Bacaini.ID, KEDIRI – Perahu layar tradisional Pinisi asal Sulawesi merupakan karya seni leluhur yang sarat mitos dan cerita legenda.
Mahakarya ini lahir di Desa Ara, dan Lemo-lemo atau Tanah Lemo, tempat Pinisi modern pertama dibangun pada tahun 1906.
Namun jauh sebelum itu, sesuai legenda yang ada, sejarah kapal Pinisi terkait erat dengan kisah Sawerigading.
Siapa dia? Putra mahkota kerajaan Luwu, salah satu tokoh utama epos Bugis “Sureq Galigo” atau Ila Galigo yang ditulis oleh Colliq Pujie, perempuan bangsawan Bugis Melayu.
Legenda Pinisi
Legenda mengatakan, untuk menghindari hubungan inses dengan saudara kembarnya, Sawerigading melakukan perjalanan ke negeri Tiongkok.
Dengan menggunakan kapal yang terbuat dari pohon welengreng atau pohon dewata, Sawerigading bertolak menuju Tiongkok.
Ia bermaksud melamar putri Tiongkok bernama We Cudai. Setelah berpuluh tahun tinggal di Tiongkok dan bersumpah tidak akan pulang, Sawerigading akhirnya melanggar sumpahnya.
Ia tidak kuasa menolak keinginan istri dan anak cucunya yang penasaran melihat tanah kelahiran leluhur Sawerigading.
Dalam perjalanan pulang menuju Luwu, kapal Sawerigading dihantam badai dan pecah menjadi tiga bagian.
Legenda mengatakan, tiga bagian kapal Sawerigading terdampar di daerah Ara, Tanah Lemo dan Bira.
Di situlah kapal Sawerigading dirakit kembali dan kemudian diberi nama Kapal Pinisi.
Sejarah Kapal Pinisi
Dikutip dari Ocean Earth Travels, kapal Pinisi dikaitkan dengan para pelaut Sulawesi pada abad ke-19.
Mereka menciptakan perahu baru dengan menggabungkan berbagai ide model perahu dari belahan dunia lain.
Mereka menggunakan layar persegi panjang besar yang disebut tanjaq, yang dipadukan dengan layar depan dan belakang seperti kapal-kapal Eropa.
Ciri khas Pinisi mengacu pada konfigurasi tiang, layar, dan tali-temali yang presisi.
Pinisi tradisional mempunyai ciri konfigurasi dua tiang.
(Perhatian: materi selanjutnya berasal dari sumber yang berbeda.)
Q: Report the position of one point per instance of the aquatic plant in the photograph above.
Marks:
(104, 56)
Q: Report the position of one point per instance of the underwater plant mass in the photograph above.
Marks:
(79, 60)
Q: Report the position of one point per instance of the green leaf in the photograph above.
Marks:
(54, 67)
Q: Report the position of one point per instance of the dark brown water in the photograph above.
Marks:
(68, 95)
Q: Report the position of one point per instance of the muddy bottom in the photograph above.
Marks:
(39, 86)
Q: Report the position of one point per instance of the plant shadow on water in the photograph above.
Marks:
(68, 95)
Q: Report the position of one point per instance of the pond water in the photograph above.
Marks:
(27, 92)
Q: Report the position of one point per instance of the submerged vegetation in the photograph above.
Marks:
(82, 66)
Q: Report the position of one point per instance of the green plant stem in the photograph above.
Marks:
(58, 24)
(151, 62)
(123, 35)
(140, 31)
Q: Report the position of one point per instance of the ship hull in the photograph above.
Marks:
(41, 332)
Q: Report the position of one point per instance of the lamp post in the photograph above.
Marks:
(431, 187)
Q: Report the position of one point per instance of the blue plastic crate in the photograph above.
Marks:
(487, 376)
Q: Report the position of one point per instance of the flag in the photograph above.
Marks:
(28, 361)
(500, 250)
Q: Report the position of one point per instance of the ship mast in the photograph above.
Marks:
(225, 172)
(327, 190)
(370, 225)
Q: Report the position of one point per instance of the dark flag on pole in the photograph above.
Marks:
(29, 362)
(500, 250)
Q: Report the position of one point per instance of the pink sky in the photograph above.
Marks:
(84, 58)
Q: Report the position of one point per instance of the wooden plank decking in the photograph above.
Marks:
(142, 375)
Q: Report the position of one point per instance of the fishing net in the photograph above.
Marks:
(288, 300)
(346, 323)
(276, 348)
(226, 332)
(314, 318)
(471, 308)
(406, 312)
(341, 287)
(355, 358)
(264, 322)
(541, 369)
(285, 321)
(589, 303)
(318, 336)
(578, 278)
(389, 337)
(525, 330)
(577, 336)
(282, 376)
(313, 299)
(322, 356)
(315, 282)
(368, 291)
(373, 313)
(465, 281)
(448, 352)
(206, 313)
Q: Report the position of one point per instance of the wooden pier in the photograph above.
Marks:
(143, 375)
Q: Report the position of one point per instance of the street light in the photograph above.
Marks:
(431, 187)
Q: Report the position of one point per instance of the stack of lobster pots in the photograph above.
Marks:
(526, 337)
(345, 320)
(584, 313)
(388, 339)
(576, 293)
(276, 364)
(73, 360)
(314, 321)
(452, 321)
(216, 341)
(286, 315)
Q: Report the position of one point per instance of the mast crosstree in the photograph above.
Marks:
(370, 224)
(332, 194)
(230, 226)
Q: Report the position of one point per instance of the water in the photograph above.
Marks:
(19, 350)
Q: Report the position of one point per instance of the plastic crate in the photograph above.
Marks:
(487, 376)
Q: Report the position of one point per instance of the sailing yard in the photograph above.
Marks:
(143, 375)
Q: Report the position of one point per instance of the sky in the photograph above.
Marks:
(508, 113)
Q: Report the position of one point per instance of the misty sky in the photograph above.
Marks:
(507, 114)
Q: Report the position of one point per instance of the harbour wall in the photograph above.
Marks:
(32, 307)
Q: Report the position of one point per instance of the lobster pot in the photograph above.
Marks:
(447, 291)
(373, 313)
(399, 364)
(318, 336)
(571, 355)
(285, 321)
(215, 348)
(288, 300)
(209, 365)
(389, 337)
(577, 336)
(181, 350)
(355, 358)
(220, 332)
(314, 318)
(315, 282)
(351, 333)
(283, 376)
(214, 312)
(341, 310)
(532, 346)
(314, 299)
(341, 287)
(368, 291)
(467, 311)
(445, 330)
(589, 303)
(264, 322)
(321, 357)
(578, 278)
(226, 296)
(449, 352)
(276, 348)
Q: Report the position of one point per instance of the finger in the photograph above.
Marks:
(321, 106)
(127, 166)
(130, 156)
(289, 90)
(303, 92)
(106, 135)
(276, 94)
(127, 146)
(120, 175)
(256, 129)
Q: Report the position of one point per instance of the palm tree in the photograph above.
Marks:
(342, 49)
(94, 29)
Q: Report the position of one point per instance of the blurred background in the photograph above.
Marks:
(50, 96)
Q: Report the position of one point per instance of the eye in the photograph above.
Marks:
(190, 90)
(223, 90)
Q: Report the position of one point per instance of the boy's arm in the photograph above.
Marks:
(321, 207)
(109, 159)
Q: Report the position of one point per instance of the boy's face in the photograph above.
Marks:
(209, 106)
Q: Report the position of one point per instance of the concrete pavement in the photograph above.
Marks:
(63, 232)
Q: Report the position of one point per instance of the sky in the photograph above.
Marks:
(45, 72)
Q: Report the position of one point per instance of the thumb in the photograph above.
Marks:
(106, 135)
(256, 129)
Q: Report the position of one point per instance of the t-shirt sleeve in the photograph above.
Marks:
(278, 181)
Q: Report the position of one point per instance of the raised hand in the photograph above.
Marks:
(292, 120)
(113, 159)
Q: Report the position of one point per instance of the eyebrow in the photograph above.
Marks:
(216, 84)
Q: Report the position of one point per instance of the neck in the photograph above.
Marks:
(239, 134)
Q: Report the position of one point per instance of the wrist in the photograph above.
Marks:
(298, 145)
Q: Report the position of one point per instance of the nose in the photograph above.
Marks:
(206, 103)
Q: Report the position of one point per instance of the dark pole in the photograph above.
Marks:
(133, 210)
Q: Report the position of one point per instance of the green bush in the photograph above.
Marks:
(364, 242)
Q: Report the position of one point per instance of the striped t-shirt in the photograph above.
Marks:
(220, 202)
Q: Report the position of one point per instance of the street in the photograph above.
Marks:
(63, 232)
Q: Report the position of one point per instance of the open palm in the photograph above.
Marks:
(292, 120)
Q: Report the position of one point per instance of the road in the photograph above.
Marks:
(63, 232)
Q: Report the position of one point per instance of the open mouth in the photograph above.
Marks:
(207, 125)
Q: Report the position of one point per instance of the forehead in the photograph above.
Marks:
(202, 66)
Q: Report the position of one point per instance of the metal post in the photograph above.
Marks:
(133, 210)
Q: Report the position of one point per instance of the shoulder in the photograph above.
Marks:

Tiang besar di haluan dan tiang kecil di buritan sebagaimana struktur aslinya. Layar pinisi merupakan elemen penting.
Awalnya dilengkapi dengan tujuh hingga delapan layar yang berfungsi untuk menggerakkan angin.
Tidak seperti kebanyakan kapal Eropa, layar utama kapal Pinisi digulung pada tiang dan terbuka seperti halnya tirai.
Lambung kayu merupakan elemen fundamental dalam konstruksi pinisi.
Bagian perahu ini dirancang dengan tangan di mana ilmu pembuatan pinisi ini kemudian diturunkan dari generasi ke generasi.
Proses konstruksi kapal pinisi masih menggunakan tradisi lokal melalui upacara ritual yang dilakukan dari awal menebang pohon hingga peluncuran ke laut.
Pinisi bukan hanya kapal tradisional yang konsepnya telah mendunia, namun juga jadi simbol pengetahuan dan tradisi masyarakat yang adiluhung.